CANCUN, MEX. – The big news coming out of this year’s Avaya Executive Partner Conference from a Canadian perspective is that the Canadian subsidiary has a new channel chief in Myles Davis.
“We needed a strategic manager for all the large business accounts. That’s where Renzo comes from. That’s Renzo’s experience he is now responsible for the entire enterprise strategy for Canada” Pellizzari said.
The DiPasquale and Davis moves where just two among several organization changes Pellizzari made.
He said that these moves needed to be made to address the new segmentation model Avaya is taking on not just in Canada but globally.

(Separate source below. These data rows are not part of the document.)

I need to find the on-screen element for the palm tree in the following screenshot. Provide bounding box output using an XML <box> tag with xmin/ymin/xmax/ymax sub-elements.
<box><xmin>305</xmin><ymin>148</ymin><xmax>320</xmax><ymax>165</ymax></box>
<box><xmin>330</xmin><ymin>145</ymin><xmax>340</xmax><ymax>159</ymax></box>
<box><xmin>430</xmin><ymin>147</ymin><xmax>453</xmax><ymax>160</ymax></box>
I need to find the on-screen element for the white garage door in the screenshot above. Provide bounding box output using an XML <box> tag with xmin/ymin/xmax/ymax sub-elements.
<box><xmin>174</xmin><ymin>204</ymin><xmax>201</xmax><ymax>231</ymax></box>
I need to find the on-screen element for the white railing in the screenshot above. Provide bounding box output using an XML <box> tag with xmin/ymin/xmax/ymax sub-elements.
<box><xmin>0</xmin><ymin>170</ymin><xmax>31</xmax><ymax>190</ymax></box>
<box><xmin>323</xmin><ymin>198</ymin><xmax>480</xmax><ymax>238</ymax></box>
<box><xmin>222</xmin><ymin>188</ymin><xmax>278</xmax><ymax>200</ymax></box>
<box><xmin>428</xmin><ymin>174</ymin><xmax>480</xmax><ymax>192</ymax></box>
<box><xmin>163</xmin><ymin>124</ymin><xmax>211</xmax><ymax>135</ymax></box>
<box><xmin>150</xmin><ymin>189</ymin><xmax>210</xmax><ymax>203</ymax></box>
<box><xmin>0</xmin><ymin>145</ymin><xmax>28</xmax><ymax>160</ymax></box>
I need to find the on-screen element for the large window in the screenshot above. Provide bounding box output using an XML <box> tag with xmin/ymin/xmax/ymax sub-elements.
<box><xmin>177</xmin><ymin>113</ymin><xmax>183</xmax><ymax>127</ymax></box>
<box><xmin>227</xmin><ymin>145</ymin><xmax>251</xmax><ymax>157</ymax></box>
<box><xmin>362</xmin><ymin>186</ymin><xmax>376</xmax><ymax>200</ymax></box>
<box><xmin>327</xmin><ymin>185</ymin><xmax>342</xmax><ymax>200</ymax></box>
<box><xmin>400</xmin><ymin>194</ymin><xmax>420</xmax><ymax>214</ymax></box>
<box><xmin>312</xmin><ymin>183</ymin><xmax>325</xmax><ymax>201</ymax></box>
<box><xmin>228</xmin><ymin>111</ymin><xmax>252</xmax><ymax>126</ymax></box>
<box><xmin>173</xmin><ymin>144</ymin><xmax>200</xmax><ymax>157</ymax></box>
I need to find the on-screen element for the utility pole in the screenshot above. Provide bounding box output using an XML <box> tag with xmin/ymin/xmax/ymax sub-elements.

“Since I started at Avaya Canada I wanted to adopt a segmentation model to get more granular. These moves are more of a tune-up in terms of our go-to-market with segmentation. I now have the cavalry in place and the general is a Canadian friend Pierre Paul Allard (the newly named Avaya senior vice president of worldwide sales and president of global field operations),” Pellizzari said.
The rest of Avaya Canada’s cavalry looks like this:
- Rejean Bourgault is the new vice president of sales for the Federal Government along with Quebec and the Maritimes;
- Rahim Jivraj is the new vice president of sales for Ontario along with the four Western provinces;
- Greg Scholtzauer is the central commercial sales leader;
- Dave Crook is responsible for national commercial strategy;
- Ian Perdell-Lewis is the new services leader for Avaya Canada;
- Paul Hutchinson remains customer advocacy leader; and
- Petrina Wong is the small markets leader.
What solution providers should also know is that the service providers, namely Bell, Telus and Allstream which used to dictate terms and conditions of deals with Avaya has changed the way they do business with the networking and collaboration vendor. Pellizzari described the changes this way: “If a service provider does not want to use Avaya technology for let’s say a cloud solution then it’s opened up to the entire channel. If a telco does not want an Avaya solution for a particular segment of the market; the channel partners can go in a sell there too with the help of distribution.”
What’s important to know here is the if solution providers win these deals Avaya would qualify them as new customer wins and the solution provider would earn an extra 14 points.
Pellizzari said this type of arrangement can be incredible lucrative for partners especially those targeting the old Nortel installed because which is conservatively pegged at 100,000 systems.
It also lessons the complexity for channel partners. Pellizzari said he would have to deal with situations where a solution provider would partner with Bell and then the next minute be competing with Bell. It was the same with Telus. These scenarios made it difficult and challenging for Avaya Canada and its top partners to win large deals.
Pellizzari believes that with his new organization in place he can address 60 per cent of the market demand, which is up by 10 per cent from last year. He also plans on hiring up to three acquisition account executives to increase that rate.
He also admitted that he has had to play defence a bit lately. But that now with this new group in place he is going on the offensive. The key to these organizational changes is to make sure all the geographies of the Canadian market were covered. As for the Nortel installed base, Avaya Canada was not addressing that opportunity the way they wanted to. Now Pellizzari is confident they can win through the channel.
“I call this my divide and conquer strategy. We divide up the market and conquer each segment with partners who have a strong value proposition that is complimentary to Avaya,” he said.